5.    Menguji hipotesis
Menguji hipotesis adalah proses menentukan jawaban yang dianggap diterima sesuai dengan data atau informasi yang diperoleh berdasarkan hasil pengumpulan data. Yang terpenting dalam pengujian ini adalah sejauh mana jawaban tersebut dapat meyakinkan siswa atas hasil yang mereka temukan.
6.    Merumuskan kesimpulan
Merumuskan kesimpulan adalah proses mendeskripsikan temuan yang diperoleh berdasarkan hasil pengujian hipotesis. Dalam melakukan penelitian biasanya siswa menemukan banyak data.
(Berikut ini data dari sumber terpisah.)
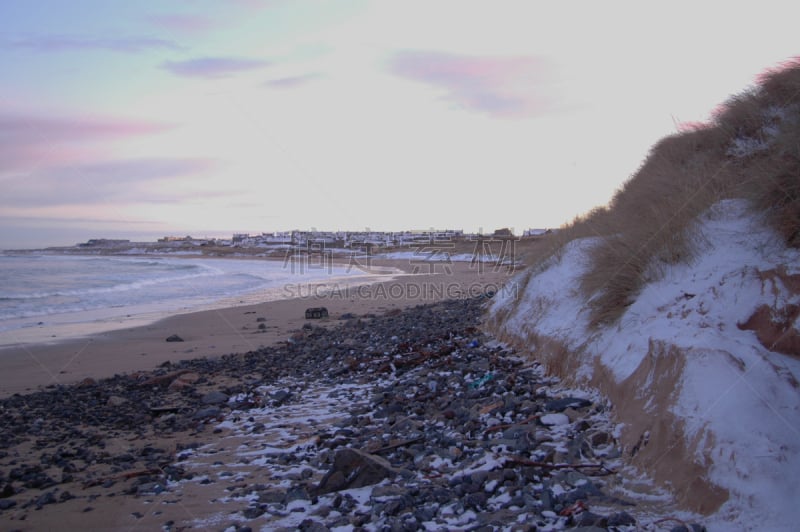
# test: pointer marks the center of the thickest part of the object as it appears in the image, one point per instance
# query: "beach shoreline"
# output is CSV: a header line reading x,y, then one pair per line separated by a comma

Oleh sebab itu, untuk mencapai kesimpulan yang akurat seorang guru sebaiknya menunjukkan kepada siswa data yang relevan terhadap penelitian yang mereka lakukan.
E.    Syarat-Syarat Penggunaan Pendekatan Inquiri.
Dalam menggunakan pendekatan inquiri ada beberapa syarat yang harus dipenuhi oleh seorang pendidik diantaranya:
1.    Guru/pendidik harus terampil memilih persoalan yang relevan untuk diajukan kepada siswa (persoalan bersumber dari bahan pelajaran yang menantang siswa) serta harus sesuai dengan daya nalar siswa.
2.    Guru/pendidik harus terampil dalam menumbuhkan motivasi belajar siswa dan mampu menciptakan suasana belajar yang menyenangkan.
3.    Adanya sumber belajar dan fasilitas yang memadai.
4.    Adanya kebebasan siswa untuk berpendapat, berkarya dan berdiskusi
5.    Mampu memunculkan partisipasi siswa dalam setiap kegiatan belajar mengajar
6.    Guru tidak banyak campur tangan dan intervensi terhadap kegiatan siswa.

F.     Tujuan Metode Inquiri
•    Agar siswa tahu dan mentransfer pengetahuan kedalam situasi lain
•    Memperoleh keterampilan untuk memproses secara ilmiah (mengamati, mengumpulkan dan mengorganisasikan data, mengidentifikasi variabel, merumuskan, dan menguji hipotesis, serta mengambil kesimpulan).
•    Lebih berkembangnya daya kreativitas anak
•    Belajar secara mandiri
•    Perolehan sikap ilmiah terhadap ilmu pengetahuan yang menerimanya secara tentatif

G.    Keunggulan Pendekatan Inquiri
1.    Mendorong siswa untuk berfikir secara ilmiah dalam setiap pemecahan masalah yang dihadapi.
2.    Membantu peserta didik dalam menggunakan ingatan, dan transfer pengetahuan pada situasi proses pengajaran.
3.    Mendorong peserta didik untuk berfikir kreatif dan intuitif, serta mendorong peserta didik untuk bekerja atas dasar inisiatif sendiri.
4.    Situasi proses belajar mengajar akan menjadi hidup dan dinamis.
5.    Memberi kebebasab siswa untuk belajar secara mandiri
6.    Dapat mengembangkan bakat atau kecakapan individu
7.    Dapat memberikan waktu pada siswa secukupnya sehingga mereka dapat mengasimilasikan dan mengakomodasikan informasi
8.    Siswa tidak hanya belajar tentang konsep-konsep dan prinsip-prinsip, tetapi juga belajar tentang pengarahan diri sendiri, tanggung jawab dan komunukasi sosial.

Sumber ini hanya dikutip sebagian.